The heroes behind the Global Mercury Project

A study in the journal Nature, published on August 6 this year, affirms that the level of mercury in the oceans has tripled as a result of human activity in recent centuries. These measurements indicate that oceans such as the Atlantic, Pacific, Arctic and Antarctic have about 290 million moles of mercury dissolved. This is equivalent to more than 58 thousand tons of the harmful metal, the same as 580 blue whales, the largest mammal in the sea, weigh.

"The combustion of coal, the extraction of gold, the production of cement and the incineration of garbage have contributed to this increase," said Carl Lamborg, geochemist at the Woods Hole Oceanographic Institution in the United States and responsible for the study. And this is one of the objectives of the Global Mercury Project, to reduce mercury consumption to a minimum and avoid a global environmental emergency.

In Antioquia, the Global Mercury Project seeks to reduce by 50 percent, in five years, the use and emissions of mercury in mining in Bajo Cauca, where more than 25,000 people live from this work. For this reason, more than 2,000 miners have been trained in the use of clean technologies and in the recovery of mercury.

To date, some 103 hectares of land affected by mining have been recovered in the Cuturú district, in Caucasia; Some 750 hectares began to be recovered in Nechí and 132 in El Bagre, with Acacia magnium and native species. In the town of Trinidad, in the municipality of Nechí, a nursery was implemented for the production of these plants. Likewise, with the support of Biorred, 20 bee hives have been established, so that the families that live near the Acacia fields take advantage of this honey-producing species.

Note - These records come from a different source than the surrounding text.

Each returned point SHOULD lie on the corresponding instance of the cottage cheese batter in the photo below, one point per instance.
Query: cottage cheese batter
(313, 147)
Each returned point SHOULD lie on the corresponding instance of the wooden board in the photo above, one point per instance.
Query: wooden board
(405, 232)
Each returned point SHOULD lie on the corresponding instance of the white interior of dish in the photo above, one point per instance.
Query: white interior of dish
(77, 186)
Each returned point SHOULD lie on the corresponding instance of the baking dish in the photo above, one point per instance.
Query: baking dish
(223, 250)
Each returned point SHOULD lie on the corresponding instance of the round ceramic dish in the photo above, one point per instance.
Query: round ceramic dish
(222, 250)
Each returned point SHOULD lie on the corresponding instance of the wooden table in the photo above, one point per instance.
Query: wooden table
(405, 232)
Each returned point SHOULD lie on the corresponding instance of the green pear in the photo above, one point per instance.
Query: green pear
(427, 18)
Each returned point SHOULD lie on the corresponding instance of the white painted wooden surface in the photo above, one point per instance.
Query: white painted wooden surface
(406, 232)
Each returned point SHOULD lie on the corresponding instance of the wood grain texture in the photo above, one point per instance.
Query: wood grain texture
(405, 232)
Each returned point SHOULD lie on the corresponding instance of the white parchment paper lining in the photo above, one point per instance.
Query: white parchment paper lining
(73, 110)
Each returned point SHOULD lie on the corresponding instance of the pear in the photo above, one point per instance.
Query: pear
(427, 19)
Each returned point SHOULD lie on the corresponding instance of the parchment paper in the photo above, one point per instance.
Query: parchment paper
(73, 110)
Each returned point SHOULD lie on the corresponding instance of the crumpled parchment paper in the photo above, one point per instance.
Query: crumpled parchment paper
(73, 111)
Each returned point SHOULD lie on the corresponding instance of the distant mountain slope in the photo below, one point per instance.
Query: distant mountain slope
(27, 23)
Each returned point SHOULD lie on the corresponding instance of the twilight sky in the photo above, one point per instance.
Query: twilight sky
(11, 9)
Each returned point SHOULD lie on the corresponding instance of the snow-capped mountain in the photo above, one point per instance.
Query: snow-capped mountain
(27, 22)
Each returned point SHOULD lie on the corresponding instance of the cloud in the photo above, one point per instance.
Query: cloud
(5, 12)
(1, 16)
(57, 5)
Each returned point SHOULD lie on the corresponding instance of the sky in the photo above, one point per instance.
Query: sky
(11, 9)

Likewise, at the Cimex mineral processing plant of the National University's Mining Faculty, miners like Eduardo are taught to work without mercury. “We have this plant adapted to mercury-free gold recovery processes. We use the weight of gold to separate it from other minerals. We show the miner that the use of mercury only damages health and loses a lot of money ”, indicates Óscar Jaime Restrepo, professor at the National University's Mining School.

For this researcher, who supports the Global Mercury Project, the secret is that small mining is established as a company. “Mining is an industrial activity and it must be regulated. The miner must establish his company to have more profit. And these must be invested in equipment and plants to reduce the use of mercury, ”says Restrepo.

And although in Colombia, through Law 1658 of July 15, 2013, the use of mercury was prohibited since 2018, the commitment must be even greater.

In addition to requiring miners to comply with laws and regulations, imposing taxes and control, miners must receive support such as access to credit, training, technical assistance and receive from the State the minimum conditions to have a decent life.

* Journalist on current affairs in the digital area, social communicator and journalist with a master's degree in Social Sciences.